The main goal is to speed up SQL query execution.

Currently, we have only row count statistics to choose optimal query plans.

Description

Glossary

Cardinality - we always operate with cardinality (not selectivity). For this document, cardinality means a number of different values in some set (column values in partition, node or in the whole table). But there are another opinions: http://dbaparadise.com/2017/08/5-things-to-better-understand-selectivity-and-cardinality/

HLL - basic algorithm to calculate cardinality in a distributed way. In few words: we can get hash from each value and count max leading zeros in all that hashes… “probably? to get 10 leading zeros we should make 2^10 attempts, so the cardinallity of our set is 2^10. See https://github.com/aggregateknowledge/java-hll to get more details.

HeavyHeater - it’s a set of most frequently used values. Useful when, for example, 99% of a table contains only 5 different values, but last percent contain another 10^5 values… With HH(64) we can try to track those 5 values and build more optimal query plans.

Histograms - row count by some subset (usually between min border and max border) of tables rows. It helps to better estimate number of rows, returned by some query expression. There are good survey of different type of histograms in https://docs.google.com/document/d/1JyPodTTwCtXBQWV-A_32Bfa8k0lfV7IX6KbKi0IDVXY/edit .
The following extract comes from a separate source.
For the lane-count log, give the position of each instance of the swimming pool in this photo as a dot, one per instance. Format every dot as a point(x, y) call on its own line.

Raw statistics - statistic with some raw data, which can be necessary to aggregate it. For example - HLL table. It can be used to update local statistics in case of rebalance.

OSC – Object Statistics Coordinator, some node, which responsible for particular objects statistics collection. It can be calculated from object name and we need such separated node just to coordinate statistics collection in one node.

Suggested design

Stage 1

Stage 1 consists of:

1) Local statistics collection to speed up H2 query execution.

2) Statistics persistence to store statistics between restarts.

3) API to collect statistics by hands (by SQL or Java API)

4) View to show collected statistics

Statistics collection

These part consists of two processes: statistics collection process itself and acquiring statistics by the client.

Acquiring statistics by client process:

First-time request: query planning node will send stats request to all server nodes.
Getting response:

If requested statistics are presented somewhere - node just return it to client
If statistics are presented on more than one server node - client will use the last one received.
If there are no statistics in all of them - client will choose random server node and require it to collect necessary statistics.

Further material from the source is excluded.